4. Comparisons of Apollo & Satellite images

This section will deal with each Apollo mission where the moon was at least orbited (or in the case of Apollo 13, slingshotted around).

For each mission a range of images will be selected representing different stages of the mission and showing different parts of the Earth's surface. Wherever possible, multiple satellite sources will be used. ESSA satellite timings will be derived from the meteorological data catalogues for those satellites. Where individual ESSA, ATS or NIMBUS images are available from contemporary sources, these will used in their entirety. Download managers may be required for some links as they do not always display correctly. As the documents and other material are not hosted by the author, no guarantees can made about their permanent existence.

Later digital reconstructions have been used in 3D modelling software (Blender) to recreate the satellite view on a sphere.

Where available, synoptic charts will also be used to show that weather systems visible on the satellite photographs were also present on the charts.

The most appropriate method of displaying the coincident weather systems has required some thought. A simple method of identifying cloud masses by letter has been employed by others on the internet, but it was felt that this would be potentially confusing. Instead, coloured arrows will be used to identify the same weather patterns. The use of arrows may well appear repetitive and to an extent pointless, but consistency requires their use in each image. There are also those out there who can’t see what’s in front of them even when it is described in detail, and will deny the existence of identical features. Actually pointing them out makes this more difficult for them to do.


Each misson is covered in turn, starting with the lunar ones.  Missions are divided into calendar days, with launch day being day 1, regardless of how close to midnight the launch is. Day 2 starts on the midnight after launch. If a day is mission from the record (ie, no photos of Earth were taken), it is also missing from the numbering sequence.Figures are numbered related to the day they are examined on, which makes for complex looking numbers, but it is much easier to add new information as and when it’s uncovered.


The Apollo image will be shown in full, but for the actual analysis only the portion featuring the Earth will be used. Image times will be calculated by looking in the mission transcripts, and comparing the terminator and/or position of visible landmasses with astronomical software. Stellarium was the initial choice, but the SkySafari app has an add-on that tracks mission in space for the lunar missions. This allows the view towards Earth to be derived form the spacecraft’s actual location, rather than just the view from the moon. This has led to an adjustment in some cases of the original times stated. The position of the space craft itself is assumed to be directly over the Earth, and this is shown in each SkySafari image (as well as can be estimated with an android tablet app).  
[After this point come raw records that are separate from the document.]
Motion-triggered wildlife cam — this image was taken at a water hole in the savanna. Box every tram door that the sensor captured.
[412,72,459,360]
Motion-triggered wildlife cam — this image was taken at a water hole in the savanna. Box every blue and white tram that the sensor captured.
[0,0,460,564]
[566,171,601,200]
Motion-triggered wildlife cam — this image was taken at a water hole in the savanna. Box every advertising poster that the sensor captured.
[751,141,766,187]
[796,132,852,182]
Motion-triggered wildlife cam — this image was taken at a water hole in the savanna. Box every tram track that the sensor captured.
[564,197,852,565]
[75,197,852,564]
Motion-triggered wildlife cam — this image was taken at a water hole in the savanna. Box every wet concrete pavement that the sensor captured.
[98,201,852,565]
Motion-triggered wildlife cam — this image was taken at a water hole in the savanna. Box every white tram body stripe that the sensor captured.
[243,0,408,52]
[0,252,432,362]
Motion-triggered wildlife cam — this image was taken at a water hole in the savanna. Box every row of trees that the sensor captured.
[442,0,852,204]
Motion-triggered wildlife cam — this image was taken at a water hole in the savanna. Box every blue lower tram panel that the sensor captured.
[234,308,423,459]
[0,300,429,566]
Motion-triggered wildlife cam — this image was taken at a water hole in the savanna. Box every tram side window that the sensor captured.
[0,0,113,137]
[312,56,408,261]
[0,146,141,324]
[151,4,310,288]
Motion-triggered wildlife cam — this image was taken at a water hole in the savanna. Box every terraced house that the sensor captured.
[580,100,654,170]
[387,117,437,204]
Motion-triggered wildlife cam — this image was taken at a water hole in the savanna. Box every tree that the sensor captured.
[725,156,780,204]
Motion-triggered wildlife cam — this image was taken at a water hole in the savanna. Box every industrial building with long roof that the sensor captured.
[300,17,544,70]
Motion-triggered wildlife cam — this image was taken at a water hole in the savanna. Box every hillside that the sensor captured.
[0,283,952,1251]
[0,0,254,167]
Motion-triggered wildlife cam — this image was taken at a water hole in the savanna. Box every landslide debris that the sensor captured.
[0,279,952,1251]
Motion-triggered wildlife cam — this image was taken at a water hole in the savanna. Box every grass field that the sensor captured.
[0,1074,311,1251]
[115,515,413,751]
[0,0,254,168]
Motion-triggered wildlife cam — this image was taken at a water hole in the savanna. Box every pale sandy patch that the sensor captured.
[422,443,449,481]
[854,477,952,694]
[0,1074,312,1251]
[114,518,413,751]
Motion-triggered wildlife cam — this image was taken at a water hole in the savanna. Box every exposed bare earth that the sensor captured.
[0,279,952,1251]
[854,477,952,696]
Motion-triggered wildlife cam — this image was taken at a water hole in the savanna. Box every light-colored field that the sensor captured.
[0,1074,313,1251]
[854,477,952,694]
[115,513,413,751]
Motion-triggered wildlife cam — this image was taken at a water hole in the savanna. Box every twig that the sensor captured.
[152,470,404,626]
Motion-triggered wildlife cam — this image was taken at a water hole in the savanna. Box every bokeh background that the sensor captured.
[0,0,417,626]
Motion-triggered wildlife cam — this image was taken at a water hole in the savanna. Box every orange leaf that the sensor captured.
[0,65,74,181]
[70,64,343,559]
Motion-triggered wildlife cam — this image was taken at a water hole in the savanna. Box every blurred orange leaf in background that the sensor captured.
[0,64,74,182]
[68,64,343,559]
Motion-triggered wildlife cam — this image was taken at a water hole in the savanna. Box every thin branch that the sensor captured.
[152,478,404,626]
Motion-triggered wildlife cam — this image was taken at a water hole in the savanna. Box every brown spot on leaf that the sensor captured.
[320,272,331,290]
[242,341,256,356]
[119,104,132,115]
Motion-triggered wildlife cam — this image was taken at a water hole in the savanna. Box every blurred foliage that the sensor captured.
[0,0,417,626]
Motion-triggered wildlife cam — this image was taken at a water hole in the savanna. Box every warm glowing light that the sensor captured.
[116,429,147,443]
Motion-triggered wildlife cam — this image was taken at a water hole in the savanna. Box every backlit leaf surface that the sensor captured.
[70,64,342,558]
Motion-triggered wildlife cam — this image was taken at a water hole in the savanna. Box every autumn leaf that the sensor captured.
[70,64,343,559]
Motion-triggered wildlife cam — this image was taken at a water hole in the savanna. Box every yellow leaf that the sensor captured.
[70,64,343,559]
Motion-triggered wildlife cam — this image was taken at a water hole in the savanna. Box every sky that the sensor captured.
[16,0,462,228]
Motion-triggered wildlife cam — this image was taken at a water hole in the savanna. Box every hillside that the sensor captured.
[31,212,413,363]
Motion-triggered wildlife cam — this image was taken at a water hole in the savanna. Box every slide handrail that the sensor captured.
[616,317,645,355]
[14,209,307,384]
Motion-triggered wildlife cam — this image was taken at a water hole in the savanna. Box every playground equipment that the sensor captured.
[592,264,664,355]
It is worth re-iterating that no material alteration of the photographs has been performed in any way: no weather systems have been changed on any image. Adjusting brightness and contrast is not a material alteration.

All the images are publicly available and sceptical readers are invited to look at these sources themselves to verify their accuracy. The images on these webpages are reproduced from the pdf document that formed this research’s original web presence, and occasionally that has led to poorer quality. It is too big a job for now to re-do them! If you want higher quality, download the original pdf!

The main aim of each analysis is to identify weather patterns that appear in satellite photographs. A secondary aim is to try and pinpoint a time that the photograph was taken, and this will be primarily done with the track records of the satellites.  Additional sources, such as voice transcripts, descriptions given in the various image sources on the internet, contemporary journals and media, and where possible the photographic index from each mission (these can, in some missions, indicate the orbit concerned and the mission elapsed time). The latter will be used sparingly, as it is the evidence within the photographs themselves that is the most important factor here.